In an interconnected world, governments need to bolster and safeguard their diplomatic networks, economic links, international partnerships, and country “brand”. These relationships between states are a key source of power influencing outcomes in a crisis.

Following the outbreak of the war in February 2022, by year end the Ukrainian economy had shrunk by 30%.5 Ukraine intensified efforts to seek diplomatic, economic, and military support from the international community. It has been able to shore up strong support internationally— its soft power increased the most among 121 nation brands as measured by Global Soft Power Index 2023.6 International donors have stumped up funding for Ukraine to keep essential services running and meet critical humanitarian needs. The Group of Seven (G7) nations announced economic support to Ukraine of USD 39 billion for 2023. The IMF is finalising a USD 15.6 billion four-year loan package for Ukraine to provide immediate financial assistance and support structural reforms for post-conflict rebuilding.7

A worker checks the SMT process to produce ventilators at Vsmart factory of Vingroup, Hanoi, Vietnam 3 August 2020.

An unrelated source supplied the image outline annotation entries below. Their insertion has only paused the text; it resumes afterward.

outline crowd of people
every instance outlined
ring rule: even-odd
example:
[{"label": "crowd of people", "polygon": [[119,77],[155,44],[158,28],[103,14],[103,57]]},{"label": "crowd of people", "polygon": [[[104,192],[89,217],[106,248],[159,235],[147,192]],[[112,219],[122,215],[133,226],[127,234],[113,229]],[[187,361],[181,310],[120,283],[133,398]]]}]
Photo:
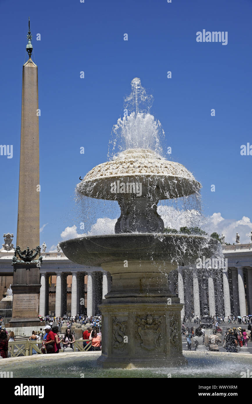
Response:
[{"label": "crowd of people", "polygon": [[[2,320],[3,319],[2,319]],[[75,317],[46,316],[41,320],[46,323],[45,327],[40,327],[38,330],[34,330],[29,337],[30,341],[36,341],[36,345],[39,346],[43,354],[57,354],[59,349],[63,348],[73,348],[75,342],[74,328],[73,324],[75,323],[86,326],[87,328],[83,332],[83,347],[90,345],[89,351],[99,351],[101,349],[101,316],[81,316]],[[63,324],[66,324],[67,328],[65,335],[60,334],[61,329]],[[72,330],[72,328],[73,330]],[[41,344],[41,341],[42,343]],[[40,343],[39,343],[39,341]],[[8,343],[16,342],[15,335],[11,331],[8,335],[6,328],[0,326],[0,355],[3,358],[8,357]],[[17,350],[14,348],[14,350]],[[15,350],[14,350],[14,351]],[[38,353],[35,347],[33,347],[32,354]],[[9,354],[9,355],[10,354]]]},{"label": "crowd of people", "polygon": [[[214,328],[215,326],[215,328]],[[219,347],[221,345],[225,349],[227,352],[238,352],[241,347],[247,347],[248,342],[251,339],[251,331],[252,324],[250,324],[248,326],[248,330],[241,327],[237,328],[233,327],[233,328],[228,328],[223,336],[223,341],[222,339],[222,329],[219,326],[216,320],[215,326],[213,324],[212,333],[205,337],[205,330],[201,325],[193,331],[193,328],[186,327],[183,322],[182,326],[182,333],[185,335],[185,339],[187,344],[187,350],[191,351],[192,347],[195,347],[195,350],[197,350],[198,345],[208,346],[210,351],[218,351]]]},{"label": "crowd of people", "polygon": [[[193,319],[194,318],[194,316],[193,314],[192,316],[185,316],[183,319],[183,322],[184,323],[191,323],[193,321]],[[250,321],[250,318],[252,316],[250,315],[244,316],[243,317],[241,317],[240,316],[229,316],[226,322],[227,322],[228,324],[231,324],[231,323],[233,324],[247,324]],[[210,319],[213,324],[216,322],[220,324],[225,324],[225,320],[224,317],[223,316],[218,316],[218,314],[210,317]],[[203,322],[204,321],[204,320],[202,320],[202,319],[200,317],[196,317],[195,320],[197,324],[201,324],[202,321]]]},{"label": "crowd of people", "polygon": [[251,339],[250,333],[251,325],[248,332],[245,328],[238,327],[237,329],[235,327],[227,330],[223,339],[223,348],[225,348],[227,352],[239,352],[241,347],[247,346],[248,342]]}]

Positioning for Economic Recovery

To position their economies for recovery, governments can take advantage of changing global trade and investment priorities. Recent geopolitical risks, commodities shocks, and supply-chain disruptions mean many companies are looking for alternative offshore manufacturing bases, especially across Asia.8 There are emerging trends towards “nearshoring” or “friendshoring”, which will have a significant impact on the future patterns of global trade and investment.9

Meanwhile for workers and citizens, in times of economic crisis, job-related inequities tend to deepen. Spain saw one of the sharpest GDP contractions in Europe in 2020 and job losses among low-income workers were four-times higher than for high-income workers. Furthermore, inequalities persist long after a recession ends.10 US households in the top income decile saw little change in the years after the GFC, but those in the bottom decile dropped sharply. One key reason is that labour markets tend to recover more slowly after a recession— some job losses, especially for low-wage workers, can be permanent, as their bargaining power and skills are chipped away. These are all deep-seated structural issues that rely on government to find the right mix of policies to build an attractive marketplace and sound economy based on the goal of shared prosperity.

Vietnam

The Vietnam economy was one of the few bright spots during the COVID-19 pandemic. It had one of the world’s higher GDP growth rates (2.9%) in 2020, at a time when most economies were contracting. In 2022, economic growth was 8%, the highest in 25 years. The country has been one of the world’s fastest-growing economies over the past three decades. Vietnam improved its overall ranking in the CGGI in 2023, moving up from 56th to 49th position, scoring notable gains in the Country Budget Surplus and Macroeconomic Environment indicators.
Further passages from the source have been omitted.